Review Reports - Detection in Road Crack Images Based on Sparse Convolution

Round 1

Reviewer 1 Report

Comments and Suggestions for Authors

This paper applies several new deep learning–based object detection and segmentation techniques for crack detection on pavement images. The following comments are provided:

The literature review does not adequately cover relevant background knowledge or justify the use of the selected methods. The related works on the key technologies adopted in this study—such as ConvNeXt V2, the Sparse Encoding Module, and the Binary Attention Module—should be introduced and discussed in a more integrated and concise way.
The key techniques used in this study (e.g., ConvNeXt module) should be explained in greater detail. The paper should discuss their origins and evolution in related works, the rationale for their selection, and provide clearer and more intuitive descriptions in the methodology section.
There is inconsistency in how the proposed technologies and modules are described. For example, the terms listed in the contributions section (Lines 64–76)—including “sparse convolution,” “sparse encoding module,” “random masking strategy,” “lightweight ConvNeXt network as decoder,” “asymmetric encoder–decoder structure,” “binary attention module,” and “channel and spatial attention bridging modules”—differ from those in the abstract, which mention “ConvNeXt V2,” “random mask policy,” “asymmetric coding and decoding structure,” “multi-stage and multi-scale characteristics,” and “spatial attention bridge module.” These should be aligned and presented consistently.
The mention of a single contribution at the end of the LR (Lines 116–119) appears abrupt and unbalanced. According to the contributions section, this study has multiple novel aspects that are not reflected here. Moreover, the LR does not clearly summarize the current gaps or challenges in existing crack detection methods. A strong LR should (1) identify the research gaps and limitations of existing work, (2) introduce the relevant background, and (3) justify the choice of technologies used in this study.
The comparison study should include more representative and state-of-the-art crack detection models rather than basic architectures such as FCN or U-Net. Please refer to the review paper “Deep Learning for Crack Detection: A Review of Learning Paradigms, Generalizability, and Datasets” (arXiv:2508.10256v2) and include comparisons with some crack detection–specific models.
It is unclear why U-Net performs so poorly in Figure 8. This requires further explanation or validation.

Author Response

Please see the attachment.

Author Response File: Author Response.pdf

Reviewer 2 Report

Comments and Suggestions for Authors

- The paper does not propose a new algorithm, rather, it adapts an effective masked modeling approach to the task of supervised crack segmentation.

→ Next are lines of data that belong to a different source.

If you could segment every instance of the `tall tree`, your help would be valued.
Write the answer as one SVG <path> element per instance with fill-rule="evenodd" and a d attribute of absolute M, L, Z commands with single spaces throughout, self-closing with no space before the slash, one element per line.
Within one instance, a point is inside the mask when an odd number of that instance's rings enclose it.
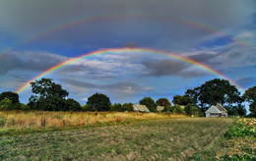
<path fill-rule="evenodd" d="M 51 79 L 42 78 L 31 82 L 31 85 L 34 95 L 30 98 L 30 107 L 47 111 L 65 110 L 65 97 L 69 93 L 60 84 L 53 82 Z"/>
<path fill-rule="evenodd" d="M 111 102 L 105 94 L 96 93 L 88 98 L 87 104 L 94 111 L 109 111 Z"/>
<path fill-rule="evenodd" d="M 256 117 L 256 86 L 248 88 L 242 98 L 249 102 L 249 110 L 252 117 Z"/>
<path fill-rule="evenodd" d="M 239 103 L 240 92 L 234 85 L 231 85 L 228 80 L 215 79 L 206 81 L 199 87 L 188 89 L 188 95 L 197 105 L 203 110 L 213 104 L 232 104 Z"/>
<path fill-rule="evenodd" d="M 193 101 L 191 100 L 191 98 L 188 95 L 175 95 L 173 97 L 172 103 L 174 104 L 178 104 L 181 106 L 186 106 L 188 104 L 192 104 Z"/>
<path fill-rule="evenodd" d="M 157 100 L 157 105 L 169 107 L 171 105 L 171 103 L 169 102 L 169 100 L 167 98 L 160 98 L 159 100 Z"/>
<path fill-rule="evenodd" d="M 144 97 L 140 100 L 141 105 L 145 105 L 151 112 L 157 112 L 157 104 L 151 97 Z"/>
<path fill-rule="evenodd" d="M 4 91 L 0 94 L 0 101 L 5 99 L 5 98 L 10 99 L 13 104 L 20 102 L 19 95 L 15 92 L 12 92 L 12 91 Z"/>

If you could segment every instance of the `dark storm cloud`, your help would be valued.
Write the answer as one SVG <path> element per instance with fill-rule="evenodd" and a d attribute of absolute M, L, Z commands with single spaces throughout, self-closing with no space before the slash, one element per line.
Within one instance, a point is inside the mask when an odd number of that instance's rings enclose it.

- The methodology logically follows the problem statement, and the experimental results align with the study's goals.

- Questions to clarify:

1. The paper mentions a "random masking strategy" but does not provide specific details. Could the authors clarify how this strategy was designed and how its key parameters were selected and optimized?

2. The training methodology combines concepts from self-supervised learning (masking) with a supervised task, but the workflow is unclear. Is the model trained end-to-end, or does it involve a pre-training phase followed by fine-tuning? If it is trained end-to-end, how is the loss calculated?

3. The encoder utilizes a sparse module, while the decoder is a dense convolutional network. Could the authors explain the transition from the sparse encoder's output to the dense decoder's input more clearly?

4. Could you please clarify the difference between "Linear Attention" and "Attachment Linear Attention" as used in the BAM module? Is "Attachment Linear Attention" a novel variant, and if so, could you provide its mathematical formulation?

Author Response

Please see the attachment.

Author Response File: Author Response.pdf

Reviewer 3 Report

Comments and Suggestions for Authors

Faster R-CNN was initially used by the “Autonomous structural visual inspection using region‐based deep learning for detecting multiple damage types”. This original paper should be cited.
Overall, literature review is very weak. Some original papers should be discussed: “Deep learning-based structural health monitoring”.
The reported mIoU values are lowered than state of the art methods in this topic: SDDNet: Real-time crack segmentation; Hybrid pixel-level concrete crack segmentation and quantification across complex backgrounds using deep learning; Efficient attention-based deep encoder and decoder for automatic crack segmentation. These methods showed at least 80% and maximum 93% of mIoU. These methods should be introduced to discuss state of the art works in this topic or compared.
What are the frames per seconds to check the processing speed. That should be discussed with input image size.